Queen Elizabeth II's jubilee message includes a request that her daughter-in-law, Camilla, be named Queen Consort when Prince Charles ascends to the throne.
"And when, in the fullness of time, my son Charles becomes King, I know you will give him and his wife Camilla the same support that you have given me; and it is my sincere wish that, when that time comes, Camilla will be known as Queen Consort as she continues her own loyal service," the queen said in a message released Saturday night, hours before she marks 70 years on the British throne.
A spokesman for Charles and Camilla said the Prince of Wales will be issuing a statement of congratulation to the Queen on Sunday, Accession Day. "He and the Duchess of Cornwall are touched and honored by Her Majesty's words," a spokesman said.
The 1,000-year tradition dictates that the king's wife becomes a queen as a Queen Consort, which has no constitutional authority, according to BBC News. But when Prince Charles and Camilla married in 2005, Clarence House said Camilla's title would be "Princess Consort" when Charles becomes king.
It was believed the move was made out of respect for Charles' first wife, Diana. In a historic move, Charles and Diana were allowed to divorce in 1992, and then she died in a car accident in August 1997.
Camilla, who is also divorced from her first husband, was given the title Duchess of Cornwall when she and Charles married, since Diana had been styled as Diana, Princess of Wales.
Charles and Camilla, who first dated in the 1970s before they were married, had carried on a long affair before he and Diana divorced, and Camilla was blamed by the British public for their divorce. At the time, she was known as "the most hated woman in Britain." After Diana died, she became even more unpopular.
Although she has rebounded in the eyes of many, a YouGov poll of Britons in May 2021 found that only 14% of respondents thought she should become queen when Charles becomes king. Another 41% preferred the title of Princess Consort, while 28% thought she should have no title at all.
Queen Elizabeth's husband, Philip, was originally given the title of Duke of Edinburgh when they married and he became prince consort when she ascended to the throne. She later gave him the title of prince.
In another unusual move, Elizabeth and Philip gave their children a last name, Mountbatten-Windsor, Mountbatten coming from Phillip's maternal grandparents. According to BBC News, Prince Phillip asked for this last name change. "I am the only man in the country not allowed to give his name to his children," he said when Queen Elizabeth II was persuaded to keep Windsor, BBC News reported.
When Philip died in April 2021 at the age of 99, he was the longest-serving consort of any British monarch.
Elizabeth's prepared remarks for her jubilee also honor Philip. She is expected to say that she "was blessed that in Prince Philip, I had a partner willing to carry out the role of consort and unselfishly make the sacrifices that go with it. It is a role I saw my own mother perform during my father's reign."
Charles, 73, is the oldest and longest-serving heir apparent to the British throne in history.
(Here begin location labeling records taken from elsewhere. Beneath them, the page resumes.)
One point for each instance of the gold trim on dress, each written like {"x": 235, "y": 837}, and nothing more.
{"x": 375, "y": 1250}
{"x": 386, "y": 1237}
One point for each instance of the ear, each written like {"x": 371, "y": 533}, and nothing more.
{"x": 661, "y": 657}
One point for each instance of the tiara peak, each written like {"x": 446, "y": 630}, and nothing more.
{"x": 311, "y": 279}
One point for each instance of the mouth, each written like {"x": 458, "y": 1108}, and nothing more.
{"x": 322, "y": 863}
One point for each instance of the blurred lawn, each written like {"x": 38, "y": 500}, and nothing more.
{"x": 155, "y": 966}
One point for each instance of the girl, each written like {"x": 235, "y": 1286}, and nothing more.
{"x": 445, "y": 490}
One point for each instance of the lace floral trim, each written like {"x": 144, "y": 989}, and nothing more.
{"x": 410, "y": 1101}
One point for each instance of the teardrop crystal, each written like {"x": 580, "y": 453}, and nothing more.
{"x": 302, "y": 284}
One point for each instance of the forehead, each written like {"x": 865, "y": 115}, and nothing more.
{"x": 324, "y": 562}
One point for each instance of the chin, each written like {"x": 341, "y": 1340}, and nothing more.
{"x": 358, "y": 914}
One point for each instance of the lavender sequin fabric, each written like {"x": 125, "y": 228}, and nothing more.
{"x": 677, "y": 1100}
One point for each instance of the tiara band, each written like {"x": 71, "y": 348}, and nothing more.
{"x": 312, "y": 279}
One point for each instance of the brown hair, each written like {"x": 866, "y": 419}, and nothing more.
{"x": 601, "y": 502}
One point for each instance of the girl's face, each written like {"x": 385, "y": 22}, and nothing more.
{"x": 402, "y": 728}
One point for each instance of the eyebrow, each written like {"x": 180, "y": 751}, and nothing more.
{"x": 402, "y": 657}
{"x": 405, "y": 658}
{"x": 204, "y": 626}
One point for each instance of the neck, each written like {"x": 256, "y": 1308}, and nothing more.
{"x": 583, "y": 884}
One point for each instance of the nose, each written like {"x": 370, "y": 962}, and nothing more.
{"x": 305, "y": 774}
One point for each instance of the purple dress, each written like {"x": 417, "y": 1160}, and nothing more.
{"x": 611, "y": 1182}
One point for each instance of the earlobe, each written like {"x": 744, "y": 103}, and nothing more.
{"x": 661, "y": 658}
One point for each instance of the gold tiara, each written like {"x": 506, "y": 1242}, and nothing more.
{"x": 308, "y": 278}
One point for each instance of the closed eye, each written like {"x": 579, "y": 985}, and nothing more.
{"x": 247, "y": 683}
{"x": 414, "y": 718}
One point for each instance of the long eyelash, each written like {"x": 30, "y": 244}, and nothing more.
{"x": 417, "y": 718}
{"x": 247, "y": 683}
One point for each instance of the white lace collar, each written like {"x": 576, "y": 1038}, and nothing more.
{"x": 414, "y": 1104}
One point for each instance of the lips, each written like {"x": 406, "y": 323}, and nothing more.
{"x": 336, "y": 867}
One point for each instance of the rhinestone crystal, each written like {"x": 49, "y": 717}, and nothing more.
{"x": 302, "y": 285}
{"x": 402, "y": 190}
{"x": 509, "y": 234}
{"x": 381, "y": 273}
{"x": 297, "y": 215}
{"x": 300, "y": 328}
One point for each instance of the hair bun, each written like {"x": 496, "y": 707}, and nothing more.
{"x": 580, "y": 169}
He became heir apparent in 1952 when he was three years old and his mother became queen, and he was nine when he was named Prince of Wales.
The laws of succession were changed in 2013 to make the oldest child, regardless of sex, the next in line for the throne. After Charles, the next in line for the throne is his eldest son, William, followed by his eldest son, George. Fourth in line then is William's daughter, Charlotte, then his youngest child, Louis, is fifth. Charles' younger son, Harry, is sixth in line for the throne, followed by his two children, Archie and Lilibet.